Is God a concept by which we measure our pain?

God‘ is the song in which John Lennon denied belief in anything but himself and Yoko Ono. The list of things he didn’t believe in included The Beatles, I-Ching, Bob Dylan, the Bible, Hitler, Jesus, Kennedy, Elvis and Magic.

The opening line is “God is a concept by which we measure our pain“.

As soundbites go, it’s a good one. As a lyric from the writer of Please Please Me, it’s pretty fucking heavy.

I grew up a Catholic. I swallowed the whole thing, from Catechism 101 all the way to being an altar boy and swinging the incense at Mass. Confession was a wonder – you’d go and tell the priest all the things you’d done, and he’d absolve you, and you’d leave the Church walking on air.

But one day, aged 14, I found myself sitting at Mass feeling very bored. A voice in my head said, very clearly: “If there is a God, you are being disrespectful”. I walked out and never went back.

And yet, and yet….I miss it.

I miss the comfort, the colour, the rites, the ceremony. Every now and then, for a wedding or a funeral, I find myself back in a church. They all feel good, but there’s something special, different, about a Catholic church. We were schooled to be awed by the whole ambience. This was not the cosy, almost liberal world of The Church Of England. No, this was a world where you knew your place. God was good, but he was also a very heavy dude. If you were bad you were going to hell, no matter how small or young you were.

Another of John Lennon’s lines comes to mind: “You think you’re so clever and classless and free“. The truth is that however grown up, smart and successful we become, how rationally we can talk about ‘the real world’, Catholic indoctrination never really leaves you. You’re never properly free of it.

I remember, for instance, being almost relieved when Bob Dylan went through his Christian phase. The albums Saved, and particularly Slow Train Coming, contained such comfortingly familiar themes, and were a timely reminder that we are all part of something bigger than ourselves. These songs didn’t necessarily convert anyone, least of all me, but they did at least legitimise the internal debate.

I remember someone saying at the time, in response to the surprise that Bob Dylan of all people could be Born Again, that anyone who was surprised by Dylan talking about God hadn’t been listening. And it’s true. It may not have been so overt, but Christian teachings are littered through Dylan’s earlier work.

I know some fervent people, true believers. Good people. Intelligent people. Worldly and successful. We talk. I truly want to understand what it is that convinces them about something they believe in, that I would love to believe in. I believe in something, but not the God of creation.

I was talking about this one night to my friend Martin Sacree. When I told him I didn’t believe in God, he said a really surprising thing. “And yet,” he said, “He turns up quite a lot in your songs.”

And he’s right. I had to look at my own songs a bit more carefully. And there was God, in the lyrics, sometimes explicitly, by name, for heaven’s sake!

One example is this week’s song, Not There Yet.
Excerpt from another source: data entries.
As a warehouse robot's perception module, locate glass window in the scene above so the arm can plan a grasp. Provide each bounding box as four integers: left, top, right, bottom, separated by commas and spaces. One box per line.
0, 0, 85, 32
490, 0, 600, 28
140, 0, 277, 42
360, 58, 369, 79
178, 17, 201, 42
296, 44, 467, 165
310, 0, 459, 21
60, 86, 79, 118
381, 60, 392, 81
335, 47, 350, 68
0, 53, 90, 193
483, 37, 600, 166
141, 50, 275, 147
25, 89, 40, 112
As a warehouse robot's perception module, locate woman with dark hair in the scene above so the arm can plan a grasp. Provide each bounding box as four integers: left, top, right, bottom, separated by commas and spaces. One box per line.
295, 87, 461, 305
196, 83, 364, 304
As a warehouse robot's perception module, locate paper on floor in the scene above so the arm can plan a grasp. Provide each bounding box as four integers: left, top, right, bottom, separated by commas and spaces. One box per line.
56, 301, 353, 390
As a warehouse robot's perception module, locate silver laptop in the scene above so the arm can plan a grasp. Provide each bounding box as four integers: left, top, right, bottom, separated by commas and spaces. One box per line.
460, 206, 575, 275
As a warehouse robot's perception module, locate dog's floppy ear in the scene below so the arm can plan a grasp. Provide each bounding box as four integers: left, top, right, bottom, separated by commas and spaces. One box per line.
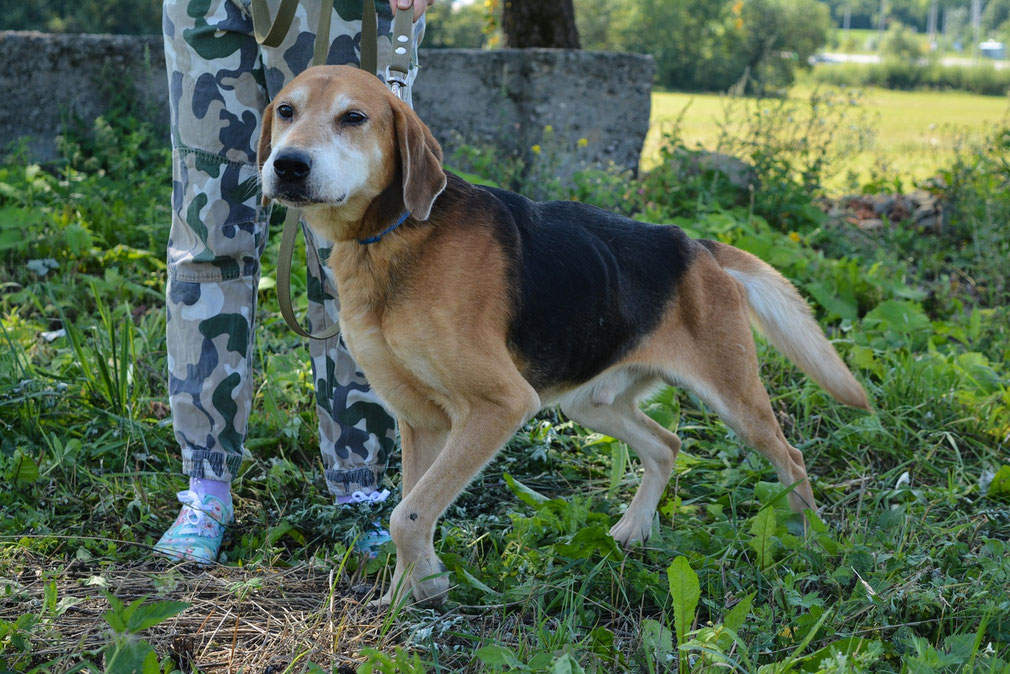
256, 104, 274, 206
393, 99, 445, 220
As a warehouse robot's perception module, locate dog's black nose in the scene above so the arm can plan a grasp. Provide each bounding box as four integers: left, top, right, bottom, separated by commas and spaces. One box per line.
274, 150, 312, 180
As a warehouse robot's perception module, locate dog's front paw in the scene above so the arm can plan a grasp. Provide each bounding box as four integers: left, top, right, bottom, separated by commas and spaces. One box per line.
610, 510, 652, 548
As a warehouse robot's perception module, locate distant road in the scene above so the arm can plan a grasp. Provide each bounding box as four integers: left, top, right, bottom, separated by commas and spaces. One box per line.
814, 52, 1010, 70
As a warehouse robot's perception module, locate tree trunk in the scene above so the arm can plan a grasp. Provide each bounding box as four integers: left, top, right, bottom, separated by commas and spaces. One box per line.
502, 0, 580, 50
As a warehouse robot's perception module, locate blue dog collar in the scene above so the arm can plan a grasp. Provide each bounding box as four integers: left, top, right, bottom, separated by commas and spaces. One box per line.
358, 210, 410, 246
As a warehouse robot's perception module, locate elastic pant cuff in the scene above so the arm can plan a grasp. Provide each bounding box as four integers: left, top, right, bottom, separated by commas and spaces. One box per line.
183, 448, 244, 482
325, 466, 386, 496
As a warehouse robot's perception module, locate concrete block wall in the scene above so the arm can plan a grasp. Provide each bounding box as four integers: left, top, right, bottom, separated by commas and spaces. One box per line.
0, 31, 654, 177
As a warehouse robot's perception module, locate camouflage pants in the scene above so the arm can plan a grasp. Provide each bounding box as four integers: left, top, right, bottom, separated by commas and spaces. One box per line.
164, 0, 424, 495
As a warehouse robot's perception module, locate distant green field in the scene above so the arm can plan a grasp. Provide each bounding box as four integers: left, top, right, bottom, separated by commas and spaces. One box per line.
642, 86, 1008, 189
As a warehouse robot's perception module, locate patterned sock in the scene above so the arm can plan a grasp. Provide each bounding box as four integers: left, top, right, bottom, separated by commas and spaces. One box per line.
334, 489, 389, 505
190, 477, 231, 506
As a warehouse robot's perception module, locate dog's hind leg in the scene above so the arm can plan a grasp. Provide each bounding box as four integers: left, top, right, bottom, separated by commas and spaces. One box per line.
380, 379, 540, 603
562, 381, 681, 547
670, 311, 816, 512
399, 419, 447, 498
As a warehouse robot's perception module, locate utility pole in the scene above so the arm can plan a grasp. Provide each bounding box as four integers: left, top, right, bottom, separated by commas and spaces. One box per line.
926, 0, 939, 44
972, 0, 982, 61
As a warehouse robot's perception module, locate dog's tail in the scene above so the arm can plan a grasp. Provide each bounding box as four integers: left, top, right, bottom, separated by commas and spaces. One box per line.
704, 242, 872, 410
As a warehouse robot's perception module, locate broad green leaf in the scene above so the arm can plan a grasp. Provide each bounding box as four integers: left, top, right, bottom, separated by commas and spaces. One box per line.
722, 592, 755, 632
42, 580, 57, 613
667, 555, 701, 645
550, 653, 586, 674
803, 281, 860, 320
474, 644, 521, 669
986, 466, 1010, 498
456, 564, 502, 597
11, 450, 38, 484
747, 507, 776, 569
502, 473, 550, 507
102, 592, 126, 634
554, 525, 624, 560
641, 618, 683, 671
607, 441, 628, 497
105, 640, 160, 674
126, 601, 192, 633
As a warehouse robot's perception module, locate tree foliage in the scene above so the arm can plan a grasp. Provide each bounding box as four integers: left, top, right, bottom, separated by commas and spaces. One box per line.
0, 0, 162, 35
502, 0, 580, 50
576, 0, 831, 93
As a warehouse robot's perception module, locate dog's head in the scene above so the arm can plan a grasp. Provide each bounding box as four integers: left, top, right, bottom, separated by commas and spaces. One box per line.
257, 66, 445, 240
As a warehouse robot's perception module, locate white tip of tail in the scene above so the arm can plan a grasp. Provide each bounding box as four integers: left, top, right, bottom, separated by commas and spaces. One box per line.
716, 255, 873, 411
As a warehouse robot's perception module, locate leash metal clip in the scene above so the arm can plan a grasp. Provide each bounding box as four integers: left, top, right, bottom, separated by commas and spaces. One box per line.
386, 66, 407, 103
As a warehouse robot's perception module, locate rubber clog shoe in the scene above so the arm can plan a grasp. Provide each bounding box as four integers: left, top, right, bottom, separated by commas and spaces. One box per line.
155, 489, 233, 565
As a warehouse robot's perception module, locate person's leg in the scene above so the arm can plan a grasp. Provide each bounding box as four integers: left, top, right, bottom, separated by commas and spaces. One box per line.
264, 0, 424, 503
157, 0, 269, 562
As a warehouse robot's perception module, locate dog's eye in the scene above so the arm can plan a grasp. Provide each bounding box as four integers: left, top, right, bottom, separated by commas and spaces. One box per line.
340, 110, 368, 126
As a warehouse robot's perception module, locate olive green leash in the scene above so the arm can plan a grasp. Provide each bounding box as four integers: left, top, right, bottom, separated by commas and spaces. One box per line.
251, 0, 413, 340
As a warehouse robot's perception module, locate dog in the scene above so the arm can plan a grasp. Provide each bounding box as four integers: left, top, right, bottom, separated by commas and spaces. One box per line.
257, 66, 870, 603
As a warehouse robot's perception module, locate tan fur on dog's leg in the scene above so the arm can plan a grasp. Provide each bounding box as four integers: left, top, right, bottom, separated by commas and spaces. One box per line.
674, 287, 817, 512
389, 383, 540, 604
564, 394, 681, 547
375, 419, 446, 606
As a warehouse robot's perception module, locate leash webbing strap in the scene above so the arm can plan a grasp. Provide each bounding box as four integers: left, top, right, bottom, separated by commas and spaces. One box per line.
251, 0, 298, 46
264, 0, 414, 340
359, 0, 379, 75
277, 208, 340, 340
389, 7, 414, 80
It’s really a song about looking for a place in the world, and never really having found it. You’ll hear me wondering whether ‘God smiles as he points me in the wrong direction‘, and whether he knows who our ‘true companion’ is, and, if he does, ‘Why does he let us waste our time?

I’m in a better place now than when I wrote that song. It appeared on my 2012 album Now That’s What I Call Divorce (which is a bit of a giveaway as to my state of mind at the time).

But it’s not a doomy song. God appears as a bit of a joker, letting us go down wrong paths, get involved with the wrong people. But, in the end, we’re all on the same journey. Some of us get there early, others get there very late. For me it’s always been about the journey itself. I’m not complaining that I’m Not There Yet. I’m not sure I really want to arrive at all.